WASHINGTON – Rick Pitino żartował, że starszy strażnik Kadary Richmond był jak dobre wino.
„Z wiekiem ciągle się poprawia” – żartował Pitino. „A on ma 35 lat”
Nawet gdyby miał 35 lat, a nie 23, Richmond nadal nie narodziłby się, kiedy ostatnio św. John dotarł do stycznia bez straty. To było 40 lat temu w 1985 roku – ostatni raz program osiągnął ostatnią czwórkę.
Red Storm z 15. rankingu to 7-0 od Nowego Roku i 9-1 w Big East Play po raz pierwszy od czasów świetności lat 80. pod zmarłym trenerem Hall of Fame Lou Carnesecca, co niewiele pojawia się wokół siłowni .

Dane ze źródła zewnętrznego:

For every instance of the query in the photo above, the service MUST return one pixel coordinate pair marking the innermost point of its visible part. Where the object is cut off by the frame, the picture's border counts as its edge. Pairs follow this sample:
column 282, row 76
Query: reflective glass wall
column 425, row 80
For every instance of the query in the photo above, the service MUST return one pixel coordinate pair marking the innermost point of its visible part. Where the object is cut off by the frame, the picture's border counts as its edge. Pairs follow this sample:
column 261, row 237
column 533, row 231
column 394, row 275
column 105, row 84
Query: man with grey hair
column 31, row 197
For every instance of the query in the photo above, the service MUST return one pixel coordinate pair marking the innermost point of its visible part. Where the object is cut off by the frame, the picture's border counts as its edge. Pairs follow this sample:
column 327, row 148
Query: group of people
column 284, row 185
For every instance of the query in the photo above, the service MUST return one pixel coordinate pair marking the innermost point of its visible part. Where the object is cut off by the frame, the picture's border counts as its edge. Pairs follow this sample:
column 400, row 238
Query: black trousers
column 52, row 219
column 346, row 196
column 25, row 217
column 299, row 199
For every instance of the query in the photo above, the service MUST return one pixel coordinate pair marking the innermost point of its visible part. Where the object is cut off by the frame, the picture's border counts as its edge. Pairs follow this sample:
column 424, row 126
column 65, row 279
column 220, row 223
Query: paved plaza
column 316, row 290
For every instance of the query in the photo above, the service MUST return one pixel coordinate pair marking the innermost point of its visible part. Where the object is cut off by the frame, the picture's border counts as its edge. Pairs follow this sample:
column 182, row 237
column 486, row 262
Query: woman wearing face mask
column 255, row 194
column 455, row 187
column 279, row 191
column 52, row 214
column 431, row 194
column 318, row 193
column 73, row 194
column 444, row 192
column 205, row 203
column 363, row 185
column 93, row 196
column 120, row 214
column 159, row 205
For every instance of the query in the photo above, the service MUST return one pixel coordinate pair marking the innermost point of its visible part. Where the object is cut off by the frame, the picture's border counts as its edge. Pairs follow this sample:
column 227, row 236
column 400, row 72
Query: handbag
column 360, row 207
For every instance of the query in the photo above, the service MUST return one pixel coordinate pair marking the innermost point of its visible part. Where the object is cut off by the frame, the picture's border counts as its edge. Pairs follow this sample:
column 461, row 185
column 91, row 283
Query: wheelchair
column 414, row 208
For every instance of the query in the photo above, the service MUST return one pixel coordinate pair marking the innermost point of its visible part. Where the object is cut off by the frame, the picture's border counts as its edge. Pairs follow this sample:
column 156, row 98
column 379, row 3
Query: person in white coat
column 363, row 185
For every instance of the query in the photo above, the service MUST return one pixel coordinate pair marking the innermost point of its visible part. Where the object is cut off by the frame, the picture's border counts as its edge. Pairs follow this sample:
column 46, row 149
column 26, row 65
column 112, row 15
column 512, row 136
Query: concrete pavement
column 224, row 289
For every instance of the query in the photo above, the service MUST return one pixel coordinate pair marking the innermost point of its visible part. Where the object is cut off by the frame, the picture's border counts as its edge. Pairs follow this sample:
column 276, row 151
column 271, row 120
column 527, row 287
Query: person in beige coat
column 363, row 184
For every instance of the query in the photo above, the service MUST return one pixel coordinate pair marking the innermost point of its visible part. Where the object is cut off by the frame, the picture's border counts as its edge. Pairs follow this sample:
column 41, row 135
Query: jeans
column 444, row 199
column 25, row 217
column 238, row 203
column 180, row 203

„Naprawdę nie mówię o latach 80.”, powiedział Pitino po zwycięstwie 66-41 w Georgetown. „Zawsze toast po każdej grze i mówię wszystkim:„ Lou byłby dumny z tego zespołu ”. Ale nie wychowuję tego zbyt wiele. Nie wychowuję tego, że to najwięcej zwycięstw w styczniu. Nigdy tego nie poruszam. To twoja praca. Naprawdę koncentrujemy się na poprawie. Ten zespół staje się coraz lepszy. ”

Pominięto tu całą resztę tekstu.